There are those who fear such a future—one in which Hispanic identity isn’t codified in a census category that can be used to clonk non-Latinos over the head about potential voting power. But the rest of us will be fine with Hispanics being filtered out into the other racial classifications.
Oh, there will be some who rebel, preferring to make a political statement about their personal identities. But globalization and intermarriage rates herald a time of no longer focusing on ethnic labels.
Consider: People magazine just named actress Lupita Nyong’o, who won an Academy Award for her role in “12 Years a Slave,” as this year’s “Most Beautiful Woman.”
I only found out she is Mexican because my mother—the Mexican in our Mexican/Ecuadorean/American family—told me, with more than a hint of national pride.
Nyong’o was born in Mexico City, raised in Kenya and now lives in Brooklyn.
Yes, technically, here in the U.S., she is Hispanic—she even speaks Spanish. But when she’s out being a wonderful role model to young women and talking about self-acceptance of her skin color and hair texture, she’s really speaking about the African-American experience. And that’s great.
Now take stand-up comedian Louis C.K. At the risk of offending the small slice of the population who fanatically prefers the term Caucasian, he’s white. Not widely known (and not that it should make any difference) is that though the comedian obviously gets most of his looks from his Irish mom, his father was born in Mexico and his father’s family still lives there. Louis C.K. himself has dual citizenship with Mexico.
The color brown, so versatile, can go either way and it simply blends in as it gets mixed with the major races.
My two cousins, like me, are U.S.-born, with parents each from Mexico and Ecuador. Look at our three families’ children, though, and you see three distinct races. My husband is white and so are my two sons. One cousin married a Filipina and has three sons who are, for all intents and purposes, Asian. My other cousin has two daughters who are African-American.
We all love each other and aren’t hung up on what percentages are this or that or where we’re “really” from, or what the kids “really” are.
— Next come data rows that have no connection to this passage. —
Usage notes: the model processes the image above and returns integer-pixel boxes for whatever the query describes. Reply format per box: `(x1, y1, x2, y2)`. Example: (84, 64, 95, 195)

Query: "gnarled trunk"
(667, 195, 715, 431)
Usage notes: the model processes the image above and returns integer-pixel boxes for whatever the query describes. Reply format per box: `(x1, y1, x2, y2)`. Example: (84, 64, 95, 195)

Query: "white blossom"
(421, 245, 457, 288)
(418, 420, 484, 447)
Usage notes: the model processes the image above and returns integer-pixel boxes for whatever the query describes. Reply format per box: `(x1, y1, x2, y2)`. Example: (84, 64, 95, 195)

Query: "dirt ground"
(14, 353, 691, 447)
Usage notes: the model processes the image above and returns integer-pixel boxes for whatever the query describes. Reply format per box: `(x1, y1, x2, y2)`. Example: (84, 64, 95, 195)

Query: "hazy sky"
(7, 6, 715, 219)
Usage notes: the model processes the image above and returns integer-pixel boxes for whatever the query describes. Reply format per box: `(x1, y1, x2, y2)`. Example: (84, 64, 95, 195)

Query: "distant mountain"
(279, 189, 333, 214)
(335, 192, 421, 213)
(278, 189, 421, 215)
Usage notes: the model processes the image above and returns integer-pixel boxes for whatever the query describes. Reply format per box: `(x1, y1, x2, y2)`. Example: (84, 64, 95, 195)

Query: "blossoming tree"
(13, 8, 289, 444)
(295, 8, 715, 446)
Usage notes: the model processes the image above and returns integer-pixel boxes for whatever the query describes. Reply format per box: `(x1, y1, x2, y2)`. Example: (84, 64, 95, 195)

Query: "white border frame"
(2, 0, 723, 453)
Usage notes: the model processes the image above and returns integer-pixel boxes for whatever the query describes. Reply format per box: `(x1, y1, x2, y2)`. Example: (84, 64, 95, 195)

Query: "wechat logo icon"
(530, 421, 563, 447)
In a few more years, as more and more Hispanics intermarry with people of other races, their ancestral distinctions will become like the Irish and Italians—important personally, but not on a census form or for social standing.
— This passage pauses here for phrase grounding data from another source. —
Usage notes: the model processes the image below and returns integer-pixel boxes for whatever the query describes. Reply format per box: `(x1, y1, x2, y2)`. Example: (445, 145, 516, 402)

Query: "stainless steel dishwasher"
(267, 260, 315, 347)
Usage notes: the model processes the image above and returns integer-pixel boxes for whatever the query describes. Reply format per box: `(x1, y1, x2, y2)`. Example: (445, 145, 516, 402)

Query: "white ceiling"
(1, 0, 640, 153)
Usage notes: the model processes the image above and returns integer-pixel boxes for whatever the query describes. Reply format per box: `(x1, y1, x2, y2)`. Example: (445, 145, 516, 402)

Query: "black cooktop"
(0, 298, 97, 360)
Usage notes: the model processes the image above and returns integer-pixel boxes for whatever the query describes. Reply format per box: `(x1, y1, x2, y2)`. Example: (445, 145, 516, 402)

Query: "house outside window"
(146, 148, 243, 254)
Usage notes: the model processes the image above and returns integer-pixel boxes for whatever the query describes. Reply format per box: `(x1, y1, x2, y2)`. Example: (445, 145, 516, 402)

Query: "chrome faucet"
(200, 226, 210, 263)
Not everyone agrees, of course. In a paper recently making the rounds among Hispanics, Nicholas Vargas, an assistant professor of sociology at the University of Texas at Dallas, argues that though some scholars predict Hispanics in the U.S. may soon be classified as white, much like Eastern European immigrant groups in the early 20th century, he doubts it.
Though “some groups may be able to move up or down the white-imposed racial hierarchy,” Vargas believes that Hispanics are not always perceived as white by others and choose inaccurate racial labels depending on personal perception, and that “the recent and impending contentious debates over immigration and legality across the country may solidify even more the racial boundary between whites and Latina/os.”
Or maybe we should just hope the U.S. Census simplifies its labeling system. As for us, we should trust in the melting pot to do its historically excellent job of making such distinctions nothing more than background information.